Meet the Speakers
• Head of Morgan Stanley’s Latin America M&A practice since 2008
• In Investment Banking at Morgan Stanley since 1993
• Experience includes M&A, restructuring, privatization, equity and debt capital markets financing transactions for governments and corporate clients in the USA and throughout the Americas
• 13 years dedicated Latin America banking experience
• 11 years as telecom industry banker, USA and Americas
• MBA, UCLA Anderson 1993; BA, Dartmouth College 1983
• Prior to Morgan Stanley, served 7 years as officer in the
• US Navy (including 5 months as exchange officer in Chilean Navy)
• Speaks Spanish and Portuguese
• Based in New York
Selected Transactions – Latin America
• Banorte: $1.4bn Merger with GF Interacciones (2017)
• Unilever plc: Acquisition of HPC brands from Quala Inc. (2017)
• Tenaris USA: Sale of Republic Conduit (2017)
• Walmart de México: $990MM sale of Suburbia (2016)
• Etex S.A.: Sale of Latam ceramics business to Grupo Lamosa
• Avianca Holdings: $343MM sale of 30% of LifeMiles (2015)
• Kuwait Investment Authority: 25% equity investment into Gas Natural S.A.’s Global Power Generation subsidiary (2015)
• Millicom: $3Bn merger of Colombia Movil with UNE-EPM (2013), $800MM bond offering by Tigo Guatemala (2014), $350MM bond offering by Tigo Paraguay (2012), $450MM bond offering by Telemovil El Salvador (2010)
• Maestro: $727MM Sale of Peru’s largest home improvement retailer to Falabella/Sodimac (2014)
• Lafarge S.A.: $553MM sale of Ecuador to Unacem (2014)

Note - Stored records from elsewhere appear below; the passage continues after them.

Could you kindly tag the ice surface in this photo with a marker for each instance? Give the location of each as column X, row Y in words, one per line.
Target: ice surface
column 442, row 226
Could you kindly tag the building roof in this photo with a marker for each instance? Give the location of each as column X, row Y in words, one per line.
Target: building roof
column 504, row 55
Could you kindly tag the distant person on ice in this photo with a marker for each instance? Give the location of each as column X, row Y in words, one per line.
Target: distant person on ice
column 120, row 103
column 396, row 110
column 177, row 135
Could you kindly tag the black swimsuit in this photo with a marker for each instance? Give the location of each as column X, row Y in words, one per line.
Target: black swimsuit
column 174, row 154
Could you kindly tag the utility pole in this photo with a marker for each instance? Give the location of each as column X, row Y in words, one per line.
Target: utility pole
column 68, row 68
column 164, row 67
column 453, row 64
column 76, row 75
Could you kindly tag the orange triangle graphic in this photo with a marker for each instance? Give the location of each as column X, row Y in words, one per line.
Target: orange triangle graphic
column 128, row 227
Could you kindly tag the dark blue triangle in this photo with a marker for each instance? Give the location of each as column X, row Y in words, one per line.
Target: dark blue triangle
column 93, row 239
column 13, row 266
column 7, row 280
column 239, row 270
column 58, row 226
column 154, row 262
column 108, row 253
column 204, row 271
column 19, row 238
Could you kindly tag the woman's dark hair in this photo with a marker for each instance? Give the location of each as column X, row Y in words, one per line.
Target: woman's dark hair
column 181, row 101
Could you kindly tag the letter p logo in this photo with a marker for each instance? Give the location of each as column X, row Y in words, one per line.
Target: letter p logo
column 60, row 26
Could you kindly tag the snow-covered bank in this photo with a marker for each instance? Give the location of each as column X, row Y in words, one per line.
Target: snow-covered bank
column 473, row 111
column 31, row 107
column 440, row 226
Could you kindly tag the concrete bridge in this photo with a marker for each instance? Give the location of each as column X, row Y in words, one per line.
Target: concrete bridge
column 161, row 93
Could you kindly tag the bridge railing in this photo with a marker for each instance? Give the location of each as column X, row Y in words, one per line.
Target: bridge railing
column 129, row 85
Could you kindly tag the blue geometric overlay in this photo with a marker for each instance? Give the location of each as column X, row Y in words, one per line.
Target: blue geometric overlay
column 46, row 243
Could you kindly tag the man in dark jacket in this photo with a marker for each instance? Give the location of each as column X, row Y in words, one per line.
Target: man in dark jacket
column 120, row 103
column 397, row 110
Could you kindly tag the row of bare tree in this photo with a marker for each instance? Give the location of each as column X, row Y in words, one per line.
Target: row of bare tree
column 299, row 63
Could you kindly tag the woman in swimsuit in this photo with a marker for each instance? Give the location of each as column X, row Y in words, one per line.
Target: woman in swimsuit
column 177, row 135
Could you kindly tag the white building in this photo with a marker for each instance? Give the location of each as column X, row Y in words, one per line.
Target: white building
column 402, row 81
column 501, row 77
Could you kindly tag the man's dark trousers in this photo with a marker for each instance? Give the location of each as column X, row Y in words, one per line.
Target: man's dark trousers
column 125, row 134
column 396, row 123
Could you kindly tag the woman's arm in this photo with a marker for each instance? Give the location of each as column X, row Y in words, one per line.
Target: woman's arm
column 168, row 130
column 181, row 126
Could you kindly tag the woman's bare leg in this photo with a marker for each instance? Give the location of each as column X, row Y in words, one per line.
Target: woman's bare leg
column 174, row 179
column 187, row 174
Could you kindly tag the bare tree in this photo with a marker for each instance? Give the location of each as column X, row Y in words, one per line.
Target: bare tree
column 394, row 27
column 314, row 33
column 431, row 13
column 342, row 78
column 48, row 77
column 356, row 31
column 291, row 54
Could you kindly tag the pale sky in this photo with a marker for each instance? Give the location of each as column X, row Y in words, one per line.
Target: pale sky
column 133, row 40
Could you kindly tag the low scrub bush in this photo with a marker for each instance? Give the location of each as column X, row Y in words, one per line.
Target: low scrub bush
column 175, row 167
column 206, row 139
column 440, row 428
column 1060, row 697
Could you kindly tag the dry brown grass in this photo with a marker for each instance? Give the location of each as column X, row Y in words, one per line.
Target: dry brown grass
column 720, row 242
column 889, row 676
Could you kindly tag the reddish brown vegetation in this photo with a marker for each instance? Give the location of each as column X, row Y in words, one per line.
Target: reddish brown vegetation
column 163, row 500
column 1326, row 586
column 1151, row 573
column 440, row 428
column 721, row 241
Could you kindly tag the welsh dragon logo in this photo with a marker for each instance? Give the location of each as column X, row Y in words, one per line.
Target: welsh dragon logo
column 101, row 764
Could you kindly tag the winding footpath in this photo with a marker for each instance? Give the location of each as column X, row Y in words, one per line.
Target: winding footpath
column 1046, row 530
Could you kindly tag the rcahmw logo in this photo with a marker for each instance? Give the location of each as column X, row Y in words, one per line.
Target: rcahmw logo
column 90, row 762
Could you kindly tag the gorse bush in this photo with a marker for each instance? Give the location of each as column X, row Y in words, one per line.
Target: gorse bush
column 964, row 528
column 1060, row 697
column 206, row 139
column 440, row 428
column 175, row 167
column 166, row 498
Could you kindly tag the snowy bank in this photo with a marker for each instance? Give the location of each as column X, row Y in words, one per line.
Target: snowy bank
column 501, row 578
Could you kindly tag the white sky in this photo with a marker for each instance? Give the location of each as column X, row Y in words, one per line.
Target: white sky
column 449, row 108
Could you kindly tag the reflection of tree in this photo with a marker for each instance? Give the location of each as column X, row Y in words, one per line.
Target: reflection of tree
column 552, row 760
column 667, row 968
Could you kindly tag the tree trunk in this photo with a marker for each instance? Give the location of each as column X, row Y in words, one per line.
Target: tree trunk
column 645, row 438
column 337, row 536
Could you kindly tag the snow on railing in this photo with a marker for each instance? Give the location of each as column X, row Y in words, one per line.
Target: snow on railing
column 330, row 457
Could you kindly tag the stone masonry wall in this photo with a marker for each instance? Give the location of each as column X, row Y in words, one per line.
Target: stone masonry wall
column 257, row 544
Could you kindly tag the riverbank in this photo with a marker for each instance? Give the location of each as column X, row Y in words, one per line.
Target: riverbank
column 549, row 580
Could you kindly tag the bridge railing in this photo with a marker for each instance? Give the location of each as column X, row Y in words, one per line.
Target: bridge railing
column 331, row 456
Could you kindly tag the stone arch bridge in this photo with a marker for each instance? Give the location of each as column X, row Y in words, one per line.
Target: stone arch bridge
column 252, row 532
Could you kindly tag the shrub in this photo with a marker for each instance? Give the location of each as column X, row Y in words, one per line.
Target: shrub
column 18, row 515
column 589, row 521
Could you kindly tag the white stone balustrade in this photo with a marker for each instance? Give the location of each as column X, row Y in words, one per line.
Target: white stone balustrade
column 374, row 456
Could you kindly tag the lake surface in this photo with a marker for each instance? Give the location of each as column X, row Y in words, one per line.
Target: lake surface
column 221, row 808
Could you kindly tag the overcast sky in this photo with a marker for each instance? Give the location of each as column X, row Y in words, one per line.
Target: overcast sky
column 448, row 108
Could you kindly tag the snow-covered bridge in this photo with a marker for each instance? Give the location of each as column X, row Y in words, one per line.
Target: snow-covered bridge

• CPP Investment Board: $800MM acquisition of 34% equity stake in Transportadora de Gas del Peru (2014)
• Walmart de México: $670MM sale of VIPS restaurants (2013)
• Grupo Modelo: $20Bn sale of control stake to AB-Inbev (2012)
• Cemento Andino: merger with Cementos Lima (2012)
• Alpek: $700MM IPO (2012)
• Grupo SAESA: Sale of MSIP’s 50% stake to AIMCO (2011)
• Telmex: $6Bn tender offer for public float by América Móvil (2011)
• Globo: $605MM sale of 19% stake in Sky Brasil to DirecTV (2010)
• Sumitomo Corp: $1.9Bn iron ore mining JV with Usiminas (2010)
• Mexichem: Acquisition of AlphaGary (2010)
• América Móvil: multiple $1bn+ bond offerings, 2003-2012
• Govt. of Brazil: $19bn restructuring and privatization sale of Telebrás regional telephone holding companies (1998)
Fernando Borges is a Managing Director and Co‐Head of the Carlyle South America Buyout Group focused on private equity investment opportunities in South America. He is based in São Paulo. Prior to joining Carlyle in 2007, Mr. Borges was a Managing Director at AIG Capital Partners and CEO of AIG Capital Investments do Brasil, being responsible for managing AIG's private equity activities in Brazil. From 1994 to 1999, Mr. Borges was a Director of Bozano, Simonsen's Private Equity division, where he was responsible for managing a private equity fund sponsored by Bozano, Simonsen Group and Advent International. Mr. Borges has more than 24 years of private equity experience in Brazil, having participated in more than 25 transactions in the region. Mr. Borges holds a graduate degree from SAIS ‐ School of Advanced International Studies of the Johns Hopkins University, the Bologna Center, and a B.A. in International Relations from Universidade de Brasilia.
Marcelo Fedak is a Managing Director in the Real Estate group and is based in São Paulo. Mr. Fedak is involved in sourcing and analyzing investment opportunities in Latin America. Prior to joining Blackstone in 2015, Mr. Fedak was at BTG Pactual where he was a Partner and Head of Real Estate, overseeing over $3 billion of assets under management across Latin America. Prior to that, Mr. Fedak worked at Goldman Sachs and Credit Suisse and was involved in various M&A and capital market transactions across multiple industries. Mr. Fedak received a BA in business from FGV - Escola de Administracao de Empresas de Sao Paulo
Mr. Pedro Juliano joined J.P. Morgan in 1998, and currently is the Head of Investment Banking for J.P. Morgan in Brazil and also Head of the Latin America Financial Sponsors Group for the Investment Bank. Mr. Juliano also spent time in NY for 10 years working as part of the Investment Banking team.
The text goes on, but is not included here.